Chess sum symmetry for which natural numbers? The entries of a $n\times n$ chess table are black and white. For which natural numbers $n$, we can fill the table entries with numbers $\{1,2,...,n\}$ where:

*

*In each row, we have all ${1,2,...,n}$, and the sum of black entries are equal to white entries.

*In each column, we have all ${1,2,...,n}$, and the sum of black entries are equal to white entries.

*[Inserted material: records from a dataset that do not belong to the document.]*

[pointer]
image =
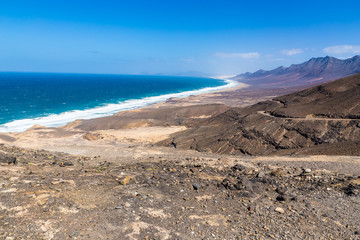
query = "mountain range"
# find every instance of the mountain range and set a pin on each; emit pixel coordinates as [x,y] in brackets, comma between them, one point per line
[315,71]
[325,116]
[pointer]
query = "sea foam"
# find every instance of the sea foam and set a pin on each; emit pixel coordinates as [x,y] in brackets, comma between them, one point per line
[56,120]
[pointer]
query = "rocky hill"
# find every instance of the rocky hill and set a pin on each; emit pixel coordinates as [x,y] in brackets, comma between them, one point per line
[316,70]
[327,115]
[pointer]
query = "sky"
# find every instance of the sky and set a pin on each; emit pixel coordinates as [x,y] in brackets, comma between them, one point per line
[173,36]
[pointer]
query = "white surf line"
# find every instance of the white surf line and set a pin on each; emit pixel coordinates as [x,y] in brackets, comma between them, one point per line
[56,120]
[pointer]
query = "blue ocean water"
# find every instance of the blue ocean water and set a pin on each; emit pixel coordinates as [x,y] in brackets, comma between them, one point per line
[52,99]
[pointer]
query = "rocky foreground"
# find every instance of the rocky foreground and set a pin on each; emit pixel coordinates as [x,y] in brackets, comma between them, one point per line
[46,195]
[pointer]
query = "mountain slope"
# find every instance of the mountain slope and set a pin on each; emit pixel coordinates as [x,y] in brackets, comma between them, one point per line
[316,70]
[325,114]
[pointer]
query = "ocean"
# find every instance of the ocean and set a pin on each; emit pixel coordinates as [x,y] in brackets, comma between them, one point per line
[54,99]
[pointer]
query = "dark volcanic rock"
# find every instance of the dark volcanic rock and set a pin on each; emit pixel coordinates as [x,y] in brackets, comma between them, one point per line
[328,114]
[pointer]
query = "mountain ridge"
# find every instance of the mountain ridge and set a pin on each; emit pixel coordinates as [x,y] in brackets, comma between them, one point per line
[314,71]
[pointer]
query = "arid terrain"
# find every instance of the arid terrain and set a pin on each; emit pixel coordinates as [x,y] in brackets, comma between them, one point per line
[226,167]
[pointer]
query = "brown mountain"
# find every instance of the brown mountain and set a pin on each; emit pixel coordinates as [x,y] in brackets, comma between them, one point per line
[325,117]
[314,71]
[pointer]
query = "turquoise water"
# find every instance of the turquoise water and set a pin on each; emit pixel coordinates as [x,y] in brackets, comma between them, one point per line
[52,99]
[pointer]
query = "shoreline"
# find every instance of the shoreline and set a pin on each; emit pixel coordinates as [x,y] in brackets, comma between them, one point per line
[64,118]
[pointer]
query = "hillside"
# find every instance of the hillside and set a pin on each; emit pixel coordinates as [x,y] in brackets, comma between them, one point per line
[314,71]
[324,115]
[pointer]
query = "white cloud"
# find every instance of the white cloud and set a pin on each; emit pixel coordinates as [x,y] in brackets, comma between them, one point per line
[341,49]
[291,52]
[238,55]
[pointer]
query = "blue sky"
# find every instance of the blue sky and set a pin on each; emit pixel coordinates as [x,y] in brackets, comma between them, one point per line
[173,36]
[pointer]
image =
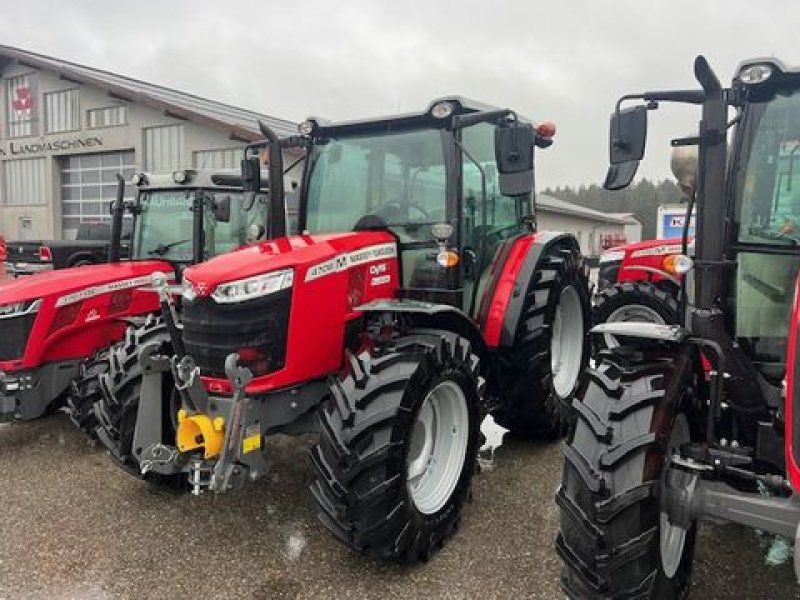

My attempt: $1+2+...+n$ should be even, so $4|n(n+1)$.
 A: We can build such a table if and only if $\mathbf{4 | n}$.
Proving $4 | n$ works
Here's a diagram that helped me see what's going on here:

As that diagram shows, it can be useful to break the chessboard down into 4 colors instead of 2. (Then just think of red/blue cells as secretly white and green/yellow cells as black.) Notice how the red cells form a (spaced out) $\frac n 2 \times \frac n 2$ grid, and likewise for the other colors. Requiring the sum of whites vs blacks to be equal in each row/column is the same as requiring that the row/column sums of the $\frac n 2 \times \frac n 2$ single-color matrices are all equal.
We assumed $4 | n$, so we can divide the numbers $\{1, 2, \cdots, n\}$ into two piles $A$ and $B$ such that $|A| = |B| = \frac n 2$ and $\text{sum}(A) = \text{sum}(B) = \frac{n(n+1)}{4}$. Now fill the red $\frac n 2 \times \frac n 2$ submatrix with the elements of $A$ in any Latin square configuration, and do the same with the blue $\frac n 2 \times \frac n 2$ submatrix. Next, fill the green and yellow submatrices with a Latin square using $B$'s elements. The resulting matrix satisfies all required conditions.
Proving other values of $n$ don't work
As already stated in the question, $n \equiv 1 \text{ or } 2 \mod 4$ are doomed from the start because $\frac{n(n+1)}{2}$ will be odd. So we only need to worry about $n \equiv 3 \mod 4$.
We reuse the same "4 colors" idea from the proof above. This time $n$ is odd, so the 4 colored subgrids will have different sizes:

Now, let's compute the total value across all red+yellow cells in two different ways.
First: Every column in the grid has a sum of $\frac{n(n+1)}{2}$. There are $\frac{n+1}{2}$ red/yellow columns, so the total of all numbers in red and yellow spaces is $\left(\frac{n(n+1)}{2} \right) \left( \frac{n+1}{2}\right) = \frac{n(n+1)^2}{4}$.
Second: In each row, the red or yellow cells must contribute exactly half of the row total, or $\frac{n(n+1)}{4}$. There are $n$ rows total, so the sum over all red and yellow spaces is $\frac{n^2 (n+1)}{4}$.
At this point we've derived two conflicting formulas for the sum across all red and yellow squares, so we conclude it's not possible to satisfy the listed requirements in this case.